I am combining the dishwasher and garbage disposal circuit in my kitchen to free up a breaker for an additional SA branch circuit for the countertops. I am aware that to meet code that the appliances would need an disconnecting means which have been interpreted to include a plug and cord assembly on each connected to a shared outlet.

I am cutting this new outlet into the drywall using an old work box and wanted to "extend" the outlet to the surface of the back of the cabinet. I was under the impression that the proper way to do this was to flush mount the old work box to the drywall as with any standard plug and then use an extension ring to extend the outlet itself to the surface of the cabinet. However, the extension rings that I have found do not fit in an old work box and only seem to fit in new work boxes. What is the proper procedure to do what I am after? Do I simply pull the old work box an inch out of the drywall and mount it directly to the cabinet surface? That hardly seems correct, compliant, or safe. Do old work box extension rings exist and I just need to look better?

How do I handle this situation properly?


----------



## Leo G (May 12, 2005)

Mount the old work box into the cabinet itself. That way no extension is needed.


----------



## Tinstaafl (Jan 6, 2008)

dcapone said:


> Do I simply pull the old work box an inch out of the drywall and mount it directly to the cabinet surface? That hardly seems correct, compliant, or safe.
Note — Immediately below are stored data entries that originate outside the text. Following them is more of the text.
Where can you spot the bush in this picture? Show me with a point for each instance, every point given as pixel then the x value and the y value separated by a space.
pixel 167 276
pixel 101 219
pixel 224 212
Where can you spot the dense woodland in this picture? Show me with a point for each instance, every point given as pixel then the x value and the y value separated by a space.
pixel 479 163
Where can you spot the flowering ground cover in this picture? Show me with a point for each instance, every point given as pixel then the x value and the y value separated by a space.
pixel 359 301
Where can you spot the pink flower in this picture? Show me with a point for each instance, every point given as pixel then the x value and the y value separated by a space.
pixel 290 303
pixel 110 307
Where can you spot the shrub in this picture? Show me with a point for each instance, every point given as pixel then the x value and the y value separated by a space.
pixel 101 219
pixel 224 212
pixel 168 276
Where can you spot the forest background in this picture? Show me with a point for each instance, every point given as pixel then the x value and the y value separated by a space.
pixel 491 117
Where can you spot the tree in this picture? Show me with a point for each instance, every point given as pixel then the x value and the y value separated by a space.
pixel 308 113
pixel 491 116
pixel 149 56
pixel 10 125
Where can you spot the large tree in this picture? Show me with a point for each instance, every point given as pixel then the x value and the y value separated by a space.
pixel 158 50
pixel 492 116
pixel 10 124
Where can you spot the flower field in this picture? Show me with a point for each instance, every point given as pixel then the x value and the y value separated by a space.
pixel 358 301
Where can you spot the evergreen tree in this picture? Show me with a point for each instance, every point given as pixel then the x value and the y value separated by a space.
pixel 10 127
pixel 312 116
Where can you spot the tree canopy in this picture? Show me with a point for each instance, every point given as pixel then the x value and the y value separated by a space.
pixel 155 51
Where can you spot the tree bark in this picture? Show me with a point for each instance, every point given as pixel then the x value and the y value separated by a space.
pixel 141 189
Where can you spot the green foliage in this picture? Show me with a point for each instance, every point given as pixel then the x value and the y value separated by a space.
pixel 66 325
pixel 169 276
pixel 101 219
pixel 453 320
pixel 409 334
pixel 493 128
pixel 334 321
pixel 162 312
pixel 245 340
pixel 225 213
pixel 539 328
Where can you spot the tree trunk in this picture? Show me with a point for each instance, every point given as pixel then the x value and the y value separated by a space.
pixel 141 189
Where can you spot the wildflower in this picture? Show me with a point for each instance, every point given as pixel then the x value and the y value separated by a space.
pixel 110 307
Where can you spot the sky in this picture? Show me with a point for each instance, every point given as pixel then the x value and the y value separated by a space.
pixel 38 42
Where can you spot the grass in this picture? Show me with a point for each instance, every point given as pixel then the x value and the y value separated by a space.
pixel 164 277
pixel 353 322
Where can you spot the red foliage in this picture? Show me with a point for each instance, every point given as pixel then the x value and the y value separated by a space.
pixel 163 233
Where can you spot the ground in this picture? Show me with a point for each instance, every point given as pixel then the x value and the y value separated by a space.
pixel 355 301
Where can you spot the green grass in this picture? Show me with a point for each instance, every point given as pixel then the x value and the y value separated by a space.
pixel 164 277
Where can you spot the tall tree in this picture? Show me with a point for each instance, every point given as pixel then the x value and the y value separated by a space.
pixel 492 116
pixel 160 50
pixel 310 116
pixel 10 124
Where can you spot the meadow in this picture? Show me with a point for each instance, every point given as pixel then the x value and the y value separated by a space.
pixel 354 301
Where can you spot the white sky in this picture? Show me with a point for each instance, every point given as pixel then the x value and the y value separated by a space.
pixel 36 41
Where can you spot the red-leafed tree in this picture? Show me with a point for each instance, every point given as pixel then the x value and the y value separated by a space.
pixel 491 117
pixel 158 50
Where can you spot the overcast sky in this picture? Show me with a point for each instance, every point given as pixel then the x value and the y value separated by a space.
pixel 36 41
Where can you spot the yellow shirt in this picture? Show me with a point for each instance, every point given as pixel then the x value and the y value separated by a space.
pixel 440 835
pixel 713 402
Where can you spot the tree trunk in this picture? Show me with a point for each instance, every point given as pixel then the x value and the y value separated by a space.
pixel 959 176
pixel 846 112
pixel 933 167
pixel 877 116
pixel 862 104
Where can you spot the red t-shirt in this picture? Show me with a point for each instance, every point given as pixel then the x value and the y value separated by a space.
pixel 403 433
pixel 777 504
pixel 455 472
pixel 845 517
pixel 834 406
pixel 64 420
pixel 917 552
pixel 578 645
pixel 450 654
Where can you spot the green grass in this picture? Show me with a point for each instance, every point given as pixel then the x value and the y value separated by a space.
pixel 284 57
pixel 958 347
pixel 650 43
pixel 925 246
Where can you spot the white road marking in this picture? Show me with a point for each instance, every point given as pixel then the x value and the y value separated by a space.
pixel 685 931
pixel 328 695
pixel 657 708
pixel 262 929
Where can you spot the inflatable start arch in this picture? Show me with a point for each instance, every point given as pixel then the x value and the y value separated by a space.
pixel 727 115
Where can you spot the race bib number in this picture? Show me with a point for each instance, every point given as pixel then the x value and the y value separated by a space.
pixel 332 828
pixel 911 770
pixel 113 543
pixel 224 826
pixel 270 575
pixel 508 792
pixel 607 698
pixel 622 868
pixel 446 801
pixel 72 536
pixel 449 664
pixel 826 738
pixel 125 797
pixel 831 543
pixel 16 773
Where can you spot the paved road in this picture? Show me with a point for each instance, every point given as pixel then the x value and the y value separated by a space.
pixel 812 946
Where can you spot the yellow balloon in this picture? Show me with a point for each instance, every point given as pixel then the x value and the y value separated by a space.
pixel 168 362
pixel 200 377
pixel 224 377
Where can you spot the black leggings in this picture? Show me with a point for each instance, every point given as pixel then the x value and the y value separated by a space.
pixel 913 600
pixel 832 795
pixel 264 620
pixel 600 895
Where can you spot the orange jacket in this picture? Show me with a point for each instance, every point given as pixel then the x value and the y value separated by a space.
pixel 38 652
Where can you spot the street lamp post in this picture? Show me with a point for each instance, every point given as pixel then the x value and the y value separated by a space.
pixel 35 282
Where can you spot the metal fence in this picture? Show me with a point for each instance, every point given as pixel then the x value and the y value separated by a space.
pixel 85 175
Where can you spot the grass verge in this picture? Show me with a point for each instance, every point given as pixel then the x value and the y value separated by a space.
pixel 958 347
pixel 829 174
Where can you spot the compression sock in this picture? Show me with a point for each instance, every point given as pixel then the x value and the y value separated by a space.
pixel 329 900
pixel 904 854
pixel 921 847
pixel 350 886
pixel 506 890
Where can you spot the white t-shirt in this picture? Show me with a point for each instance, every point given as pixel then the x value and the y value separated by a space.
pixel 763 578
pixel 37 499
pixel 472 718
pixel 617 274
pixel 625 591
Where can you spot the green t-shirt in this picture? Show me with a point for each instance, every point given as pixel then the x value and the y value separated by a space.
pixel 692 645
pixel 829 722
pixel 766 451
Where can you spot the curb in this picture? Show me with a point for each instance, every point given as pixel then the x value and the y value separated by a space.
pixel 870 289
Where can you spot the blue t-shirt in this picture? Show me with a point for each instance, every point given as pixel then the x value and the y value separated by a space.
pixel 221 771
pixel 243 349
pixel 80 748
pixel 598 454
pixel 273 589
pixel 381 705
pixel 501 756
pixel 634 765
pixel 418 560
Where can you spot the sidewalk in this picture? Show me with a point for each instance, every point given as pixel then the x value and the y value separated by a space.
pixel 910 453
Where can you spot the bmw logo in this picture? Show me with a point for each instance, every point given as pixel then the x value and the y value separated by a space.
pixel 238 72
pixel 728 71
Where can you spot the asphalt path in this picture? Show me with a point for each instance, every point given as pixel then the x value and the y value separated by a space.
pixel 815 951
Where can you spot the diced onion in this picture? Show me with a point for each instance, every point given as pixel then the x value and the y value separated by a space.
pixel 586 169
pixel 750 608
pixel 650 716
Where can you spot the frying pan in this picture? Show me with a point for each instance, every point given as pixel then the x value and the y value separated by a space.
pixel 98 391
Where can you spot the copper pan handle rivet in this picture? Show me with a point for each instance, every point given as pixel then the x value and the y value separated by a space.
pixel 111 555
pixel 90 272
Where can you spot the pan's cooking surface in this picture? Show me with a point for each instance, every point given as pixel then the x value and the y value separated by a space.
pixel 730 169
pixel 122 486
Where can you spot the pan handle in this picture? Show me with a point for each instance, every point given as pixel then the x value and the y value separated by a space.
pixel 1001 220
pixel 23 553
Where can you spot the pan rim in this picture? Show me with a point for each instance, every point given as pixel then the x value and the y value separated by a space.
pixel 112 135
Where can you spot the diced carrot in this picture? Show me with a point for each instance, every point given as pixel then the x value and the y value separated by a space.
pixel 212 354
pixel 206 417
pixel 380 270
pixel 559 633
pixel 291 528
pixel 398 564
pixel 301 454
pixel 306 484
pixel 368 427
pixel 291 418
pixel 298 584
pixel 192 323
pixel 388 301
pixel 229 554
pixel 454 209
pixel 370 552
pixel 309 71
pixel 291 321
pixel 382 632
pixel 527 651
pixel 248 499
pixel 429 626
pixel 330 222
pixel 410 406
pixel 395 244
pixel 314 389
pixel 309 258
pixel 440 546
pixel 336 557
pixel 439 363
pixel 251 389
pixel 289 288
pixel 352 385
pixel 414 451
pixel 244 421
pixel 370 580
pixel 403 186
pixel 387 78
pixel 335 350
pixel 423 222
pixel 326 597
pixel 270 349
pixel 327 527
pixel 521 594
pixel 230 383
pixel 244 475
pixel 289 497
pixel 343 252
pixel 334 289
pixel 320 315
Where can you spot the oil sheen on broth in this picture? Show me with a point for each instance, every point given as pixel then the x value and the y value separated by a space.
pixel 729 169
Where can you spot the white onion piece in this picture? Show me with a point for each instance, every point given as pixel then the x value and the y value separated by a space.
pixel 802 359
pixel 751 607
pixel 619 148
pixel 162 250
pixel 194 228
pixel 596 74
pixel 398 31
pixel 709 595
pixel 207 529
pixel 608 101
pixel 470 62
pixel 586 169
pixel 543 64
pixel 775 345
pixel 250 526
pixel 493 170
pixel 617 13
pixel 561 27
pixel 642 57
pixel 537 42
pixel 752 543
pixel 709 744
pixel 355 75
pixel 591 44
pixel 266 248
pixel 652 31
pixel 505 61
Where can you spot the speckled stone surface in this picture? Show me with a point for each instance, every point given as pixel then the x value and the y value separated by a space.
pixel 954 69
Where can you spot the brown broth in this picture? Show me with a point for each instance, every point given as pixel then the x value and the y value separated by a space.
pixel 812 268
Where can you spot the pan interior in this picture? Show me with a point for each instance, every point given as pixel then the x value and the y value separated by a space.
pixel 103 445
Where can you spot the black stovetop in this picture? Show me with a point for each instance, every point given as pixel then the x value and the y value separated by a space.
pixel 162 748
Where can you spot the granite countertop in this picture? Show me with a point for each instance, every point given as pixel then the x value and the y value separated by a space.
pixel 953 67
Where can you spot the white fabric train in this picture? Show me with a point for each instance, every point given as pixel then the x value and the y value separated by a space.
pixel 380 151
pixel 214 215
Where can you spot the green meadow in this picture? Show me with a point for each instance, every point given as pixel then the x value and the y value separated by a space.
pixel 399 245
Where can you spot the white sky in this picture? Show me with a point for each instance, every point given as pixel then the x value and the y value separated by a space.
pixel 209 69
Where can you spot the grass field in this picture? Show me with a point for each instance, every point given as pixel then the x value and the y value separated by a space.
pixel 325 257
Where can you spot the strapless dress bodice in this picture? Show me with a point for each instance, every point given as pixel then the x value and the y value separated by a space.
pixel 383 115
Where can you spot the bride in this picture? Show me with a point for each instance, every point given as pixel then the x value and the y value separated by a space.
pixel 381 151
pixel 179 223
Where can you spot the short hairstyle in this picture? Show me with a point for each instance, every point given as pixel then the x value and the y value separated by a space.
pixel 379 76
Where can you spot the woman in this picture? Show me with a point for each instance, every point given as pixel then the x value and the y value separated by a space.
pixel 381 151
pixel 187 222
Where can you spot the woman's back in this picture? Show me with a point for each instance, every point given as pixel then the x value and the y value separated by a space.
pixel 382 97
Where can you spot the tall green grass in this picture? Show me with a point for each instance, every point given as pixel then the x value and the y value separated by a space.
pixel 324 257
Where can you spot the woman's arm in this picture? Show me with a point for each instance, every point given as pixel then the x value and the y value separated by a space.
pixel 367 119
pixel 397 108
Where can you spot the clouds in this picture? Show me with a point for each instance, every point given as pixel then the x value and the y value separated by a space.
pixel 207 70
What's unsafe about it? Outlets are required in kitchen islands, where there's no wall at all to fasten the box to.


----------



## dcapone (Aug 7, 2008)

my concern is the "exposed" section of jbox and the box not keeping the nm far enough inside the wall. There is the 1/2 inch of drywall, 3/4 inches of the back of the cabinet, and another 1/4 inch gap or so between the cabinet back and the wall from shimming the cabinet level. That brings the box around 1.5 inches out of the wall and only keeps about the same in the wall. But t if that doesn't matter, that makes everything easier.


----------



## dcapone (Aug 7, 2008)

oh I forgot the other main reason I figured that wasn't the "right way"...the screws on the boxes are not long enough where the flanges can catch behind the drywall and box be mounted on the surface. Do I just buy extremely long screws or is there is an extension ring available like originally planned.


----------



## MTN REMODEL LLC (Sep 3, 2010)

Don't the "flanges" just fit to the cabinet wall??????

(Can't remember the exact configuration.... must have had an extra thick wall for some reason.... but I do remember having to get those longer flange screws onetime/long time ago)


----------



## Tinstaafl (Jan 6, 2008)

Fasten the box to the cabinet, not to the drywall.


----------



## dcapone (Aug 7, 2008)

there is not enough space between the drywall and the cabinet for the flanges to grip the cabinet only.

it is like I'm stuck between a rock and a hard place which is why I thought a box extension would be perfect


----------



## MTN REMODEL LLC (Sep 3, 2010)

Knock out/drill out a little drywall where the two flanges would be hitting DW before gripping the cabinet wall.....

Or if it's just very close, nip off a little of the flanges??????


----------



## CarpenterSFO (Dec 12, 2012)

dcapone said:


> there is not enough space between the drywall and the cabinet for the flanges to grip the cabinet only.
> 
> it is like I'm stuck between a rock and a hard place ...


DIYer. Every post is about remodeling his house. We gonna tell him whether to use a screwdriver or a chisel to poke out enough sheetrock to make the remodel box flange fit? That's a rock and a hard place?

Edit: I'll confess to not having taken my nap today.


----------



## Leo G (May 12, 2005)

Use a regular blue box and use 3/4" long screws and screw it to the edge of the plywood. I do it in 1/2" so I'm sure you can do it in 3/4". Predrill the screw holes in the J box.


----------